Eigener KI-Assistent oder Standard-Tool. Wann sich Maßanfertigung im Mittelstand lohnt

1. April 202610 Min. Lesedauer

Standard-Tools sind ein guter Einstieg. Für viele Unternehmen ist Microsoft Copilot oder ChatGPT Team die richtige Antwort. Manche Prozesse, manche Daten und manche Anforderungen verlangen aber eine eigene Lösung. Wann sich Maßanfertigung im Mittelstand wirklich lohnt, wo die Grenzen liegen und welche Größenordnungen realistisch sind, klärt dieser Leitfaden.

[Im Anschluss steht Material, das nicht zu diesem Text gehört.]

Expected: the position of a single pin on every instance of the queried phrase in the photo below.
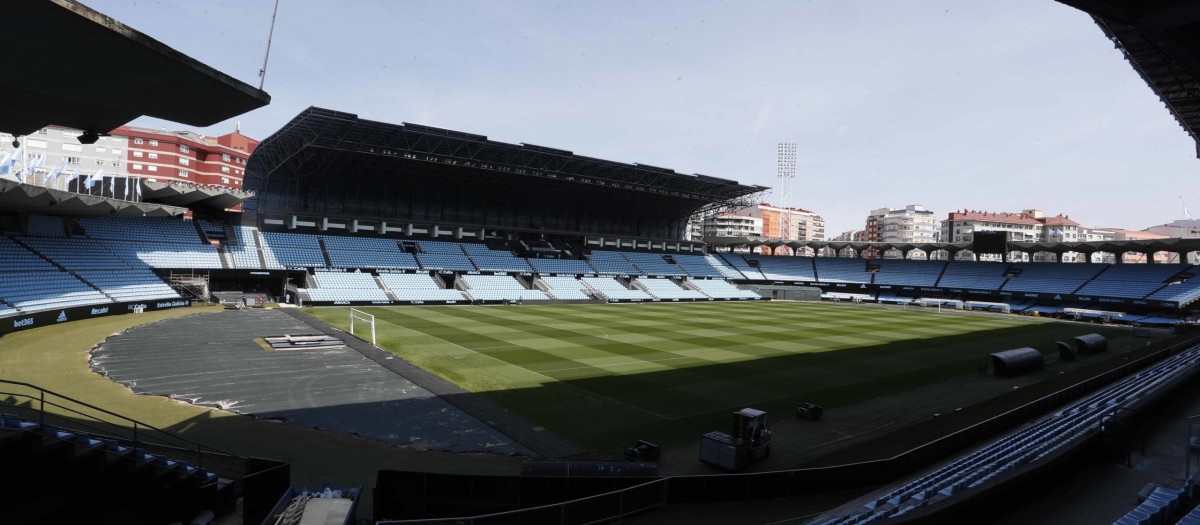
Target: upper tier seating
(1119, 289)
(972, 275)
(697, 266)
(155, 229)
(739, 261)
(501, 288)
(1146, 273)
(17, 258)
(565, 288)
(611, 263)
(42, 290)
(167, 254)
(418, 287)
(839, 270)
(653, 264)
(1181, 293)
(346, 287)
(499, 261)
(130, 284)
(445, 261)
(245, 252)
(610, 288)
(664, 288)
(904, 272)
(721, 289)
(81, 253)
(1041, 441)
(725, 269)
(785, 267)
(441, 247)
(576, 266)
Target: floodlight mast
(786, 168)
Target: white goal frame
(363, 317)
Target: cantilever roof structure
(192, 195)
(1139, 246)
(105, 73)
(37, 199)
(325, 128)
(335, 164)
(1162, 42)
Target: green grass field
(603, 375)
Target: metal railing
(623, 501)
(48, 408)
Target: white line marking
(628, 362)
(544, 375)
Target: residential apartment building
(731, 225)
(61, 145)
(911, 223)
(1029, 225)
(805, 225)
(154, 155)
(184, 156)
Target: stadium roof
(1138, 246)
(37, 199)
(190, 194)
(1161, 38)
(57, 74)
(324, 128)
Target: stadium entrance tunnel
(1018, 361)
(1091, 343)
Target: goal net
(363, 318)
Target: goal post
(363, 317)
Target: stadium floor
(604, 375)
(337, 388)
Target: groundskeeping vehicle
(749, 441)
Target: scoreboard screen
(990, 242)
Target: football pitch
(604, 375)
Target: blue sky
(983, 106)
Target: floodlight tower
(786, 168)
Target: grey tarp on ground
(213, 360)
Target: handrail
(540, 507)
(136, 424)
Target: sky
(978, 106)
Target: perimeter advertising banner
(60, 315)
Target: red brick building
(183, 156)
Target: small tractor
(809, 411)
(749, 441)
(643, 451)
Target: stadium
(441, 327)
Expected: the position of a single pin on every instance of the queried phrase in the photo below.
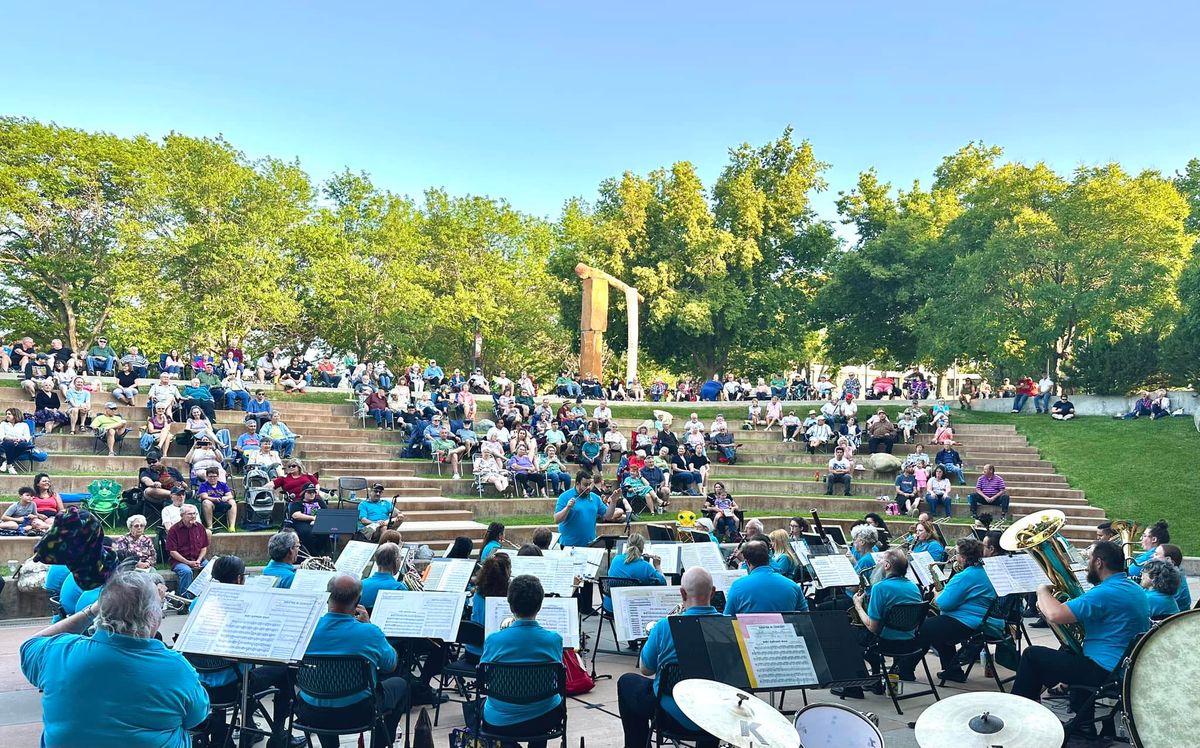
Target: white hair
(130, 605)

Wo Standard-Tools im Mittelstand glänzen

Standard-KI-Tools haben in den vergangenen zwei Jahren einen riesigen Sprung gemacht. ChatGPT Team, Microsoft Copilot, Claude for Work und ähnliche Lösungen liefern für viele alltägliche Aufgaben hervorragende Ergebnisse. E-Mails formulieren, Texte zusammenfassen, recherchieren, übersetzen, brainstormen.

Diese Tools sind günstig, sofort verfügbar und benötigen kein eigenes Setup. Für 70 bis 80 Prozent typischer Wissensarbeit reichen sie vollkommen aus.

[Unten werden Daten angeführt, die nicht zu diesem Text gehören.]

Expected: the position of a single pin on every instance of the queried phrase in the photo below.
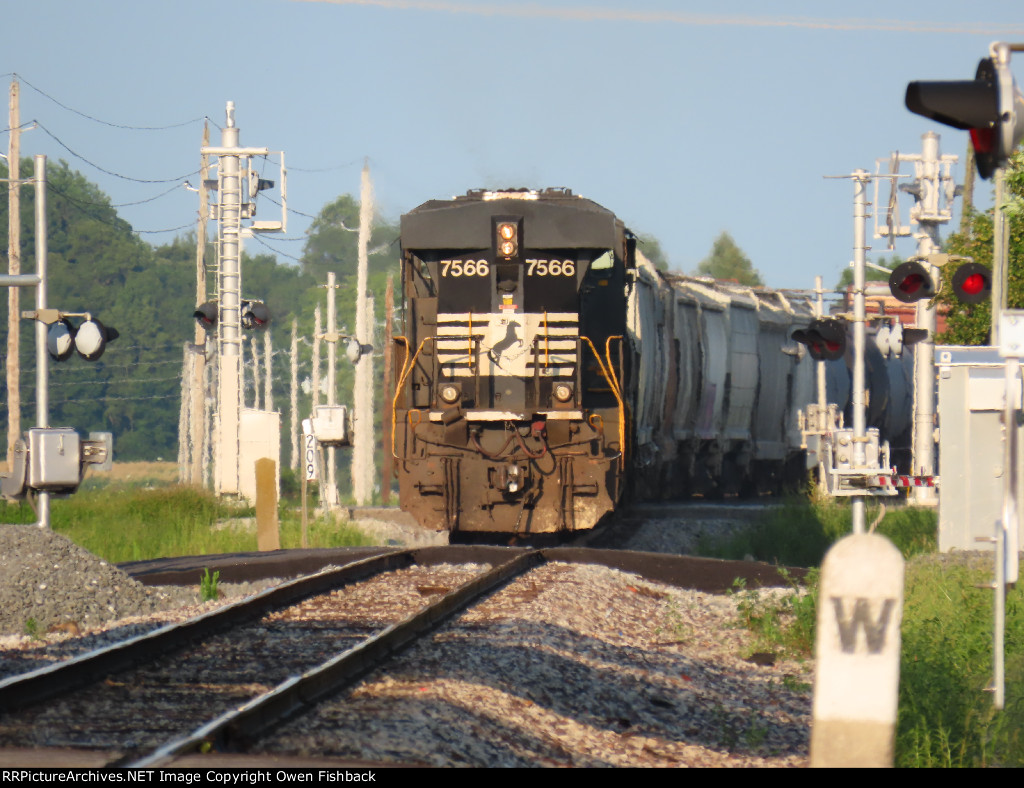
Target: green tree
(971, 324)
(727, 261)
(333, 243)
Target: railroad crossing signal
(972, 282)
(990, 107)
(89, 338)
(910, 281)
(825, 339)
(891, 340)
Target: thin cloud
(694, 19)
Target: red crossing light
(972, 282)
(910, 281)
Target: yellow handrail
(407, 367)
(547, 342)
(613, 383)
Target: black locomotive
(546, 365)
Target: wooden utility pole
(294, 403)
(968, 205)
(197, 424)
(13, 267)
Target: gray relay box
(54, 458)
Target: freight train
(547, 369)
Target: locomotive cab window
(603, 263)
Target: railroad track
(226, 681)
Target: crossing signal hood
(989, 106)
(910, 281)
(825, 339)
(60, 340)
(206, 315)
(972, 283)
(88, 339)
(254, 315)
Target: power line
(60, 142)
(100, 121)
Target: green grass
(798, 533)
(945, 716)
(120, 522)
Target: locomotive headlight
(507, 237)
(450, 393)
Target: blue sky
(684, 122)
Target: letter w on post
(875, 630)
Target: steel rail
(236, 729)
(26, 689)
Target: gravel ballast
(49, 581)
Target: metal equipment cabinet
(971, 401)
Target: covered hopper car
(547, 368)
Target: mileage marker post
(860, 606)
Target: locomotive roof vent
(518, 193)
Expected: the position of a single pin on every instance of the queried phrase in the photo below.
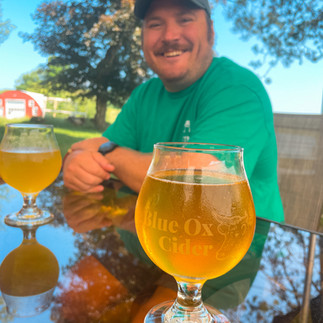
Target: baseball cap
(141, 6)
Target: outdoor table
(105, 276)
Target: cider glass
(195, 219)
(30, 160)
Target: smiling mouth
(173, 53)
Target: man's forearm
(130, 166)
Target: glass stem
(29, 234)
(188, 306)
(189, 294)
(29, 208)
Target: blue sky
(297, 89)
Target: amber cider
(30, 171)
(195, 225)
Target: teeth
(172, 54)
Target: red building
(18, 104)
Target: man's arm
(130, 166)
(85, 169)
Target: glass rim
(28, 125)
(204, 146)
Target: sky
(297, 89)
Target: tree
(95, 49)
(285, 30)
(5, 28)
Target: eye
(153, 24)
(185, 19)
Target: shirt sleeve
(123, 130)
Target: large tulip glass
(30, 160)
(195, 219)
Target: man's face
(177, 43)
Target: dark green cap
(141, 6)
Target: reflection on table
(105, 276)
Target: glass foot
(26, 306)
(16, 220)
(164, 313)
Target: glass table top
(88, 266)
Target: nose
(171, 32)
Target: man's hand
(85, 170)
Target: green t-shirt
(227, 105)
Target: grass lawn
(66, 132)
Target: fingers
(84, 171)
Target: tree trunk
(101, 108)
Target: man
(196, 97)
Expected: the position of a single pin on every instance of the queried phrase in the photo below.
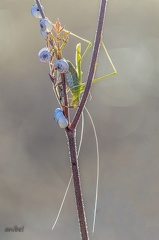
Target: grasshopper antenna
(79, 148)
(97, 181)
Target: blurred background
(34, 160)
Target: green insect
(73, 74)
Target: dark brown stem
(71, 136)
(65, 107)
(93, 63)
(70, 132)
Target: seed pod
(44, 55)
(45, 25)
(60, 118)
(62, 65)
(35, 11)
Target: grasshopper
(73, 74)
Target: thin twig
(71, 135)
(93, 63)
(40, 9)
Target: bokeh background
(34, 160)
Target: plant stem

Wer als Mittelständler einsteigt, sollte deshalb fast immer mit Standard-Tools beginnen. Sie schaffen Erfahrung, geben dem Team Sicherheit und kosten in der Regel weniger als die Probleme, die sie lösen. Eine eigene Lösung ohne diese Grundlage zu bauen, ist meist verschwendetes Geld.

Wo Standard-Tools an Grenzen stoßen

Spätestens wenn folgende Bedingungen zusammenkommen, lohnt sich der Blick auf eigene Lösungen.

Erstens spezifischer Prozesskontext. Wenn der Mehrwert nicht im freien Gespräch liegt, sondern in einer klar definierten Abfolge. Angebot kalkulieren, Reklamation klassifizieren, Eingangsrechnung prüfen.

Zweitens unternehmenseigenes Wissen. Wenn KI auf interne Spezifikationen, Verträge, technische Dokumentation oder Kundendaten zugreifen soll, die in keinem öffentlichen Modell vorhanden sind.

Drittens saubere Eingaben und Ausgaben. Wenn Eingaben strukturiert und Ausgaben mit klaren Feldern und Freigaben versehen sein müssen, sind Chat-Oberflächen ungeeignet. Eine Anwendung mit definierten Masken passt besser.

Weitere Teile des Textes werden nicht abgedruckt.